Alignment of invA amplicon from different Salmonella species and subspecies

The seven SYBR®Green qPCR assays for Salmonella detection developed and validated in this paper could be combined with the four assays for Listeria detection previously described (Barbau-Piednoir et al. 2013) and run all together on a single plate. Since this approach is modular, detection assays can be added to detect a wider range of foodborne pathogens or emerging pathogens. The only requirement is to develop an assay able to be run with the same conditions, allowing its use in high throughput on the same 96-well plate.
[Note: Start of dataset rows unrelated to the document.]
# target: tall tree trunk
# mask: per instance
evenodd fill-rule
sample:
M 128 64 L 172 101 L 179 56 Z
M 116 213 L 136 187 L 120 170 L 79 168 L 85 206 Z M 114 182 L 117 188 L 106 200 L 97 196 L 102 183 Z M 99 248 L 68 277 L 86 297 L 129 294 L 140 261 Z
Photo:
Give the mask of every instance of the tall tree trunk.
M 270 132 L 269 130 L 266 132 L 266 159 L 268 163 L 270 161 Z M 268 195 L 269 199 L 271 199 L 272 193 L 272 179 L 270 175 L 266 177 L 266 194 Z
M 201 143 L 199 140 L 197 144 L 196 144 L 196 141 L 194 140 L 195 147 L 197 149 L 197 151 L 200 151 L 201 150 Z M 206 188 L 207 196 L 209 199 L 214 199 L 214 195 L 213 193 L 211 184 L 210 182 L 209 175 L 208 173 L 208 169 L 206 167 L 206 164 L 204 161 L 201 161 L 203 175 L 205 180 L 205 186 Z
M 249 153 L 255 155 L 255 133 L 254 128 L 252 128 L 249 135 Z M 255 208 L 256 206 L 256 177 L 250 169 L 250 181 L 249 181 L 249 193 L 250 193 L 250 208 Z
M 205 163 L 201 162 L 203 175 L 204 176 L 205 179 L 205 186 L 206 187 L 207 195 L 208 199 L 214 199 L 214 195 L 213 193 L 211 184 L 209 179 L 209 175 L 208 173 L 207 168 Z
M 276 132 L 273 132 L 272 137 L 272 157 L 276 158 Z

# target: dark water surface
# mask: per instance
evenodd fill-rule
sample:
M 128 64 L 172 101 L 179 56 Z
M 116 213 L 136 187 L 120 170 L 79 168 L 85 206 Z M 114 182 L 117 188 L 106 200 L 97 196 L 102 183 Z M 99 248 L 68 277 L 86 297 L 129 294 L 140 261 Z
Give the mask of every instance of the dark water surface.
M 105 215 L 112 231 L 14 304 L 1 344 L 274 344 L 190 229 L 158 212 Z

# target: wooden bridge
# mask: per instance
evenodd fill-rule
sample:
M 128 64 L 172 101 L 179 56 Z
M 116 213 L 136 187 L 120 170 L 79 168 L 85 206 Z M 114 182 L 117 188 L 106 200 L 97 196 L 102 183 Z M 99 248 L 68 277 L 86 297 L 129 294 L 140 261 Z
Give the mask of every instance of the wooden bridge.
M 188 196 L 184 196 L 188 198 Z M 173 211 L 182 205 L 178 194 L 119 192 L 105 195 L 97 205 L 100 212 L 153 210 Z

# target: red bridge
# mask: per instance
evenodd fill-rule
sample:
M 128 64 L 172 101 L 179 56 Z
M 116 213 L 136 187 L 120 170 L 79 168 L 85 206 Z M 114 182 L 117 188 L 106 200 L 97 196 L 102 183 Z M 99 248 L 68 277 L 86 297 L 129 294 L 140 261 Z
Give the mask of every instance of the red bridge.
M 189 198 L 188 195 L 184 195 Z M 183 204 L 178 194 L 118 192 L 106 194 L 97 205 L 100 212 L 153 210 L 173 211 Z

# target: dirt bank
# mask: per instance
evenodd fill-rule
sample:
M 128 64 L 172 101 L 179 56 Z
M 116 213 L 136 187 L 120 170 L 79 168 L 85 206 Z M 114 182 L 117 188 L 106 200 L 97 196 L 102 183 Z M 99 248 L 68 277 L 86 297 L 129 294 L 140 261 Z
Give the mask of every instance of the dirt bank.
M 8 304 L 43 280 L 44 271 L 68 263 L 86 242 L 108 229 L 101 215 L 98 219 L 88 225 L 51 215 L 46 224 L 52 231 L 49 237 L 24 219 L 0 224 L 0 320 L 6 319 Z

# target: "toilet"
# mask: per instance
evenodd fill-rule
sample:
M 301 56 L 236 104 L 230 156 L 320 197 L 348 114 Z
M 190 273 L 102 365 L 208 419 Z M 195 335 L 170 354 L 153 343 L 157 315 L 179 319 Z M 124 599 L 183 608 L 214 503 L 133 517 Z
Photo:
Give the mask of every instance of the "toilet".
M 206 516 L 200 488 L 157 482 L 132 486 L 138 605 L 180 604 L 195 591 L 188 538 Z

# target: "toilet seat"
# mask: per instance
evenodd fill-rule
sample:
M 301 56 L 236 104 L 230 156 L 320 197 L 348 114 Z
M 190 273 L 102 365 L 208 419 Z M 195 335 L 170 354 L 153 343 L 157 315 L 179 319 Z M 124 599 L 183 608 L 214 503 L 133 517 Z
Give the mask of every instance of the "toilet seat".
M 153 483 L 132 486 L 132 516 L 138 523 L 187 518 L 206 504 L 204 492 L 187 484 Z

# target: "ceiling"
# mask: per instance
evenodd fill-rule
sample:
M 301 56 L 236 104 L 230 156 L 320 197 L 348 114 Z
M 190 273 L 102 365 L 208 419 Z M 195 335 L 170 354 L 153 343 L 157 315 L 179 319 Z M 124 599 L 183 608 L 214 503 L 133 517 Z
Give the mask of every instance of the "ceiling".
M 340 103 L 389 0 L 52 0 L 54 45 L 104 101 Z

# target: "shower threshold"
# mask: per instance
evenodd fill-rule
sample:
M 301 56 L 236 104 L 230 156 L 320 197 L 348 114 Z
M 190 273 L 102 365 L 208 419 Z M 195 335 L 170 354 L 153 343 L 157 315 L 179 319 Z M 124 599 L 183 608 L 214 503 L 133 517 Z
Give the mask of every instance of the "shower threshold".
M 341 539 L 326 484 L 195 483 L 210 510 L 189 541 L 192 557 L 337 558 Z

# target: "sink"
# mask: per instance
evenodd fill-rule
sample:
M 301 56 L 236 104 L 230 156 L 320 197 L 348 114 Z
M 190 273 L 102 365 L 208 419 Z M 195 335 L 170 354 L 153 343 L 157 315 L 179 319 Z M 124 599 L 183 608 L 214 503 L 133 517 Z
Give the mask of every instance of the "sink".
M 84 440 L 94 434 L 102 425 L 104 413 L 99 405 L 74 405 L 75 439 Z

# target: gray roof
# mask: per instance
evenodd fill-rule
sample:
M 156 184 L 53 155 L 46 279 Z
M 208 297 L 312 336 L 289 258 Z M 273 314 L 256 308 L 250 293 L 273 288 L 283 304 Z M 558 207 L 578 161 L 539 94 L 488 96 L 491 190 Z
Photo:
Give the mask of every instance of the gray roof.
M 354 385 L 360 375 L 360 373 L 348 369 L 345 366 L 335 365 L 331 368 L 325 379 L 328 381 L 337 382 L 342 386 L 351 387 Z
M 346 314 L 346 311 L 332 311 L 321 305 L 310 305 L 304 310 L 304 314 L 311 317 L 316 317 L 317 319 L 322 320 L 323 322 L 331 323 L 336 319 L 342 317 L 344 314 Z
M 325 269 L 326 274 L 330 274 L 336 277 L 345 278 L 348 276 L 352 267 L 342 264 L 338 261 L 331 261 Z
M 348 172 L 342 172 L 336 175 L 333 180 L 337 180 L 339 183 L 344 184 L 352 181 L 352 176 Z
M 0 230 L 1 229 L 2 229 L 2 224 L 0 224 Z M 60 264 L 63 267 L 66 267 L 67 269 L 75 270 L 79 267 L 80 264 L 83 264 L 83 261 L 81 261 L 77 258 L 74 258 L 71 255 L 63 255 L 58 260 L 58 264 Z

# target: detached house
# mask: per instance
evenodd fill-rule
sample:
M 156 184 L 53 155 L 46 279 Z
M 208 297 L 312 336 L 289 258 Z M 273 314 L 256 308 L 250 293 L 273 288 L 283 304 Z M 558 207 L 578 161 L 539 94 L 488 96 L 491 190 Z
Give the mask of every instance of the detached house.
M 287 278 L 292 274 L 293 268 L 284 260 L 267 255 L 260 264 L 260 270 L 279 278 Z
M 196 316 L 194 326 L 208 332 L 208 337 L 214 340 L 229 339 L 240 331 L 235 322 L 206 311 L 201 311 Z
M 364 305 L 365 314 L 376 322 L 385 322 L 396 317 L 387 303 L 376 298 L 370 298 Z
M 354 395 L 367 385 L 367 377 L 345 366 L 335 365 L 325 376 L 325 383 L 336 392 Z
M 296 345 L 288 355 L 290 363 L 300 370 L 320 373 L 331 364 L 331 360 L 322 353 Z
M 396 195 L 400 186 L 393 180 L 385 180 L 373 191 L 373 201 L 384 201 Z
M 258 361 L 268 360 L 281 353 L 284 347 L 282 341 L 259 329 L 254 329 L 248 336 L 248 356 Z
Combined with a decision support system (Van den Bulcke et al. 2008; 2009), such detection method represents a very useful approach in managing the experimental analysis of samples for a high-quality screening system and a remarkable food surveillance tool which can be modulated in response to the laboratory needs. It will also considerably reduce the time and the cost of a sample analysis. Such simultaneous detection may be extremely useful when a global screening and rapid identification of the foodborne pathogens is requested, as in the case of a bio-emergency or outbreaks of unknown origin.